"When many cures are offered for a disease, it means the disease is not curable" -Anton Chekhov
''Once you tell people there's a cure for something, the more likely they are to pressure doctors to prescribe it.'' -Robert Ehrlich, drug advertising executive.
"Opinions are like sphincters, everyone has one." - Chris Rangel
Public Health Silliness: I was going to post something about last weekend’s announcement by the WHO that cancer deaths will be skyrocketing in the years to come, but Charles Murtaugh beat me to it.
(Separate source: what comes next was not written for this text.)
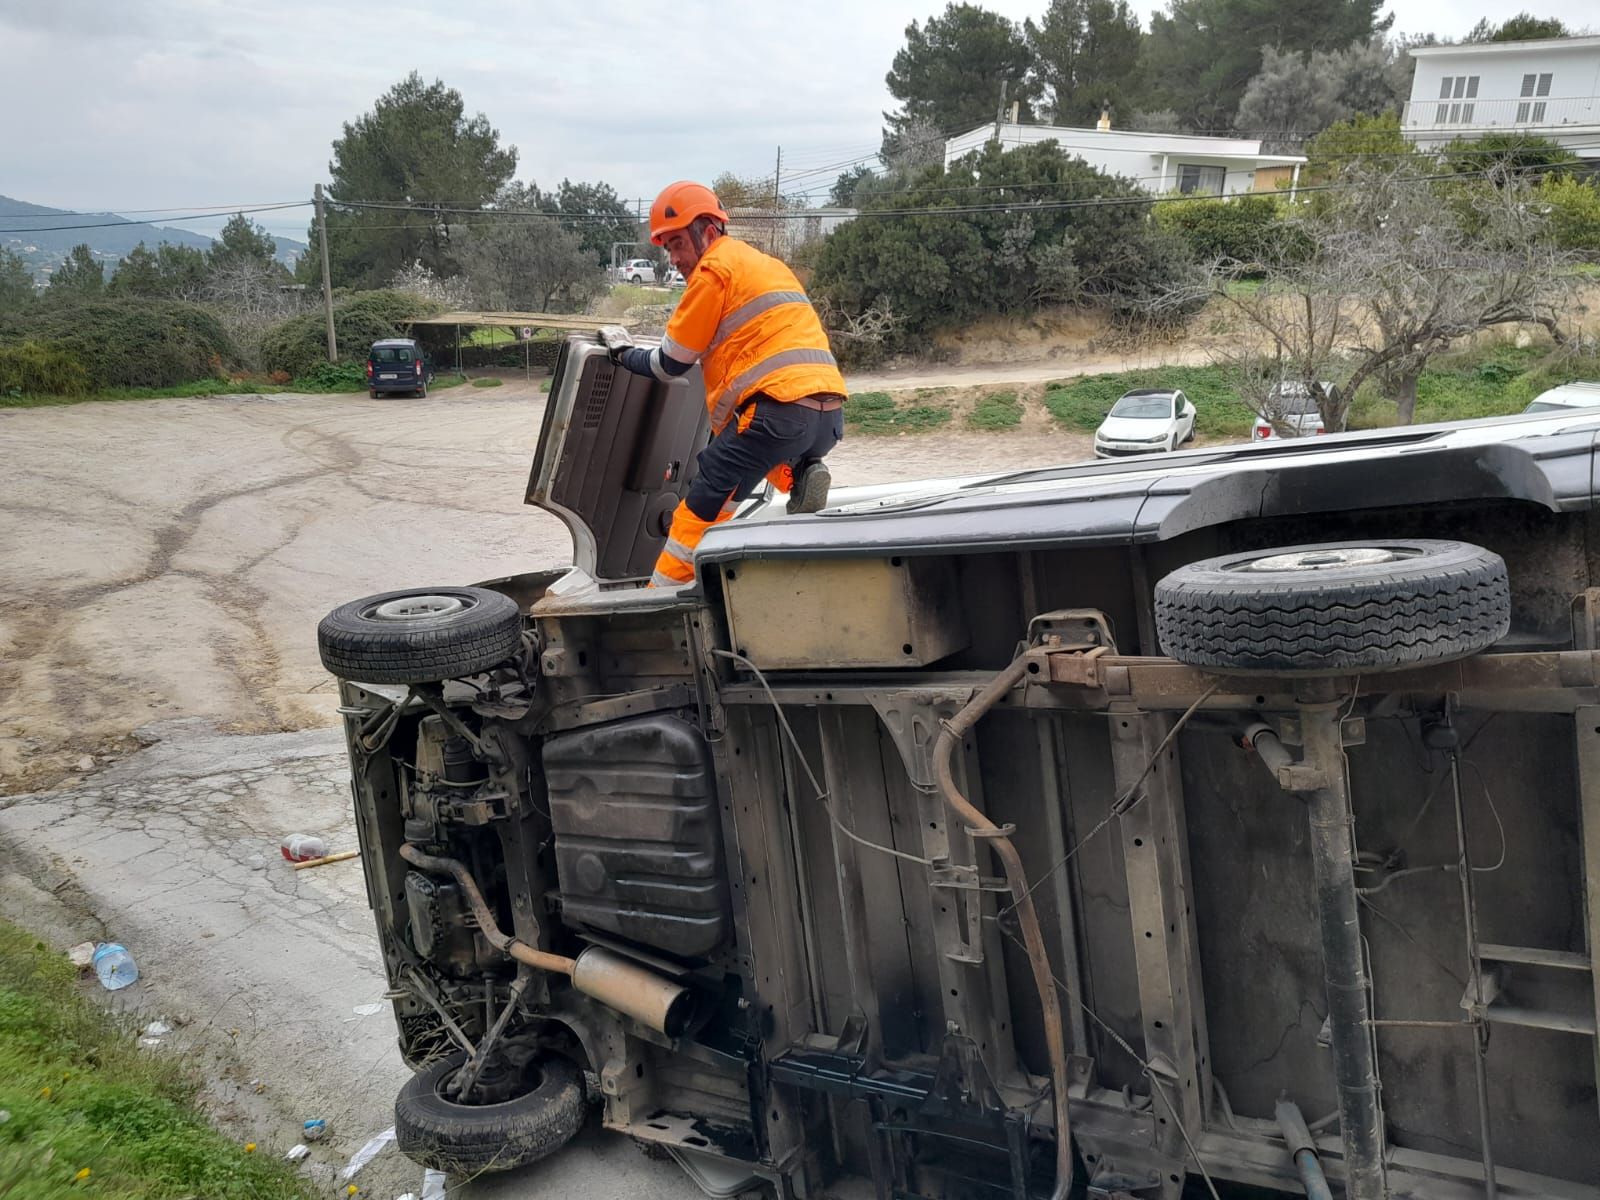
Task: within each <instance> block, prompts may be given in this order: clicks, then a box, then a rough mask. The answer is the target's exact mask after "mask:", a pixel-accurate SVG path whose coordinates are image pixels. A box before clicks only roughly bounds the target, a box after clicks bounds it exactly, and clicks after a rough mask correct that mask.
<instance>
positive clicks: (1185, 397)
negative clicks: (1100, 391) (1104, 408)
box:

That’s the price I pay for being slow-witted. He’s right that the primary reason cancer will be increasing is that the population is aging. And he’s right, too, that the public health professionals are going to use it to push for restrictions on smoking, eating, and just about every other thing that can be related even remotely to cancer. This seems especially silly when we’re confronted with a very real public health threat in SARS. Public health is at its best when it concentrates on non-lifestyle issues like communicable diseases and proper sewage treatment. It's at its worst when it tries to make lifestyle choices public health problems. I like his suggestion:
If I were a university president, I would take our current heightened awareness of emerging diseases and bioterrorism, thanks to SARS and the anthrax attacks, and use it to leverage my school's public health faculty to get rid of its politically-correct, transnationalist, nanny-state crap-ass research, and focus on real problems. Does anyone know a university president sufficiently iconoclastic to take on the task?